But all four would-be bombers, two of whom have not been publicly identified, remained on the run despite widespread distribution of their photos and repeated appeals for help from the public. Police believe the plot was linked to the July 7 bombings of three subway trains and a bus that killed 52 people, but a connection has not been confirmed.

Early today, four men were arrested in Birmingham, but it was not immediately known whether any were the would-be bombers.

One man was taken into custody under anti-terrorist legislation in the Hay Mills neighborhood, and a suspicious package was found, Scotland Yard said. Three others were arrested in the Washwood Heath neighborhood. In one raid, a suspect was shot with a taser.

Forensic exams were being carried out in both places.

On Tuesday, Prime Minister Tony Blair emphatically rejected accusations that Britain's involvement in the Iraq war had worsened the danger of terrorism here. Not only had London already been a target, but the causes of Islamic terrorism go much deeper and further back in time than the war, Blair said.
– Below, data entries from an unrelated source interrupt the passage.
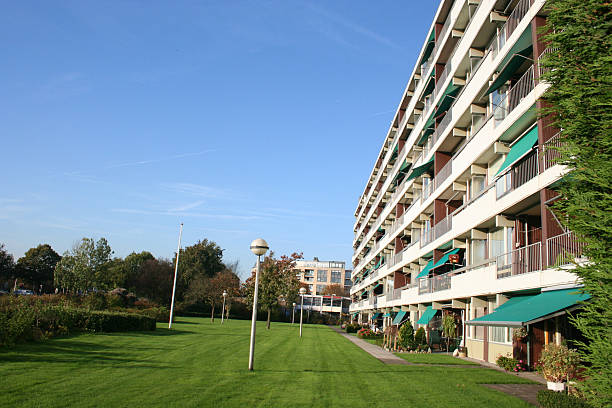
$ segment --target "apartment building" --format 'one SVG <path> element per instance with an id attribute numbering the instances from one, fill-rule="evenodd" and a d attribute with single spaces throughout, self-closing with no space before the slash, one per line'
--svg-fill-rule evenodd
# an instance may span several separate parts
<path id="1" fill-rule="evenodd" d="M 319 261 L 319 258 L 314 258 L 312 261 L 296 261 L 295 271 L 300 282 L 307 285 L 310 295 L 322 295 L 328 285 L 344 286 L 345 292 L 349 293 L 352 271 L 347 271 L 345 265 L 345 262 Z M 342 296 L 341 293 L 336 295 Z"/>
<path id="2" fill-rule="evenodd" d="M 355 210 L 360 322 L 410 319 L 431 340 L 450 315 L 469 356 L 531 365 L 575 336 L 567 312 L 588 295 L 549 209 L 565 169 L 538 114 L 544 3 L 440 2 Z"/>

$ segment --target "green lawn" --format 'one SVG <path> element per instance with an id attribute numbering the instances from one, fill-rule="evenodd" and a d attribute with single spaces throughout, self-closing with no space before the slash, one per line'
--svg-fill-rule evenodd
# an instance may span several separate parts
<path id="1" fill-rule="evenodd" d="M 453 357 L 450 354 L 439 353 L 395 353 L 404 360 L 416 364 L 454 364 L 454 365 L 477 365 L 471 361 Z"/>
<path id="2" fill-rule="evenodd" d="M 325 326 L 181 318 L 172 331 L 81 335 L 0 351 L 5 407 L 527 407 L 480 367 L 388 366 Z"/>

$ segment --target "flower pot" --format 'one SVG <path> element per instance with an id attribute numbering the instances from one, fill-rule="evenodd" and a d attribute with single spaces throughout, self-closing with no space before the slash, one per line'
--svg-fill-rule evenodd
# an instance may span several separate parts
<path id="1" fill-rule="evenodd" d="M 564 382 L 547 381 L 546 382 L 546 387 L 549 390 L 551 390 L 551 391 L 561 392 L 561 391 L 565 390 L 565 383 Z"/>

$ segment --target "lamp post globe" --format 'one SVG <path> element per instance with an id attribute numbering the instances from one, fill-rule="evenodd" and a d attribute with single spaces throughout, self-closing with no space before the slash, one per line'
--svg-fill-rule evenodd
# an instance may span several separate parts
<path id="1" fill-rule="evenodd" d="M 302 303 L 300 305 L 300 337 L 302 337 L 302 320 L 304 317 L 304 295 L 306 294 L 306 288 L 300 288 L 300 297 L 302 298 Z"/>
<path id="2" fill-rule="evenodd" d="M 253 291 L 253 316 L 251 317 L 251 344 L 249 346 L 249 371 L 253 371 L 253 357 L 255 355 L 255 324 L 257 322 L 257 292 L 259 286 L 259 268 L 261 256 L 268 252 L 268 243 L 263 238 L 251 242 L 251 252 L 257 255 L 257 268 L 255 269 L 255 290 Z"/>
<path id="3" fill-rule="evenodd" d="M 223 324 L 223 317 L 225 316 L 225 298 L 227 297 L 227 290 L 223 291 L 223 307 L 221 308 L 221 324 Z"/>

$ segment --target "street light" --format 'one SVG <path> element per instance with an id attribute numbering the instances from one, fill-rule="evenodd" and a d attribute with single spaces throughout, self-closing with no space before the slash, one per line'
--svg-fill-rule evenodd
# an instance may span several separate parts
<path id="1" fill-rule="evenodd" d="M 221 309 L 221 324 L 223 324 L 223 316 L 225 316 L 225 298 L 227 297 L 227 290 L 223 291 L 223 308 Z"/>
<path id="2" fill-rule="evenodd" d="M 259 264 L 261 256 L 268 251 L 268 243 L 261 238 L 251 242 L 251 252 L 257 255 L 257 268 L 255 269 L 255 291 L 253 293 L 253 316 L 251 318 L 251 344 L 249 347 L 249 371 L 253 371 L 253 356 L 255 353 L 255 323 L 257 322 L 257 287 L 259 285 Z"/>
<path id="3" fill-rule="evenodd" d="M 302 337 L 302 317 L 304 316 L 304 295 L 306 294 L 306 288 L 300 288 L 300 296 L 302 297 L 302 304 L 300 306 L 300 337 Z"/>

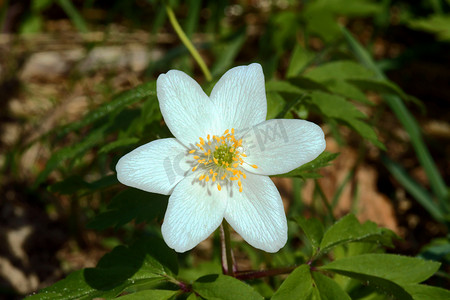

He denounced those who attempted to justify attacks by blaming U.S. and British foreign policy.

"Whatever excuse or justification these people use, I don't think we should give one inch to them," Blair said at a news conference. "Not in this country and the way we live our lives here, not in Iraq, not in our support for America."

Asked what might drive a British-born Muslim to lash out against his own country, Blair blamed an increasingly widespread ideological discourse that demonized the West and promoted jihad.

"If it's accepted as a matter of course ... it's far less of a step to extremism," Blair said. "We have to deal with the root causes of this."

East Africa, the original home of the two publicly identified suspects, is one of the world's poorest, most violent regions and a longtime hotbed of Islamic radicalism. The two joined a diaspora of immigrants and refugees who have found haven in Britain. The country has for years been Europe's foremost magnet for immigrants, with one of the continent's most open policies for granting political asylum and providing benefits and residence to refugees. Somalis in particular have been granted asylum or permission to stay because of the turmoil in their country.

Because the two men, now in their 20s, arrived here as children, they may have been radicalized in Britain. That's a possible parallel to the July 7 bombers, three of whom were British-born sons of middle-class Pakistani immigrants.

London has served as a kind of bastion of radical ideologues from across the Muslim world, including representatives of Islamic networks from Somalia and elsewhere in Africa. The investigation will have to determine whether foreign recruiters or local clerics molded the would-be bombers.

The African connection in Thursday's attacks has widened an investigation that initially targeted a network mixing homegrown operatives with masterminds in Pakistan who had already attempted at least one attack in Britain, officials say.

"We still have to understand what lies behind this," said Ian Blair, the commissioner of the Metropolitan Police, in a televised interview. "But we do know that Al Qaeda is a shadowy organization which has links in East Africa, it has links in Pakistan, it has links in North Africa."

Muktar Said Ibrahim, 27, the alleged would-be bus bomber, was born in Eritrea, a former Italian colony that was absorbed by Ethiopia and finally won its independence in 1993. Said came here with relatives as a child, gaining permission to remain in 1992 when he was 14, according to the Home Office, which handles law enforcement affairs, including immigration. Said applied for naturalization in late 2003 and was granted a British passport last September, a Home Office official said.

Said's family went to the police as soon as they saw his picture on television, according to a statement they released Tuesday. Family members distanced themselves from him and the attempted attacks. They said he had left home in 1994, when he would have been only 16 or 17.

BBC television reported Tuesday night that Said had a criminal record and spent three years in prison, a familiar pattern among European militants from working-class families.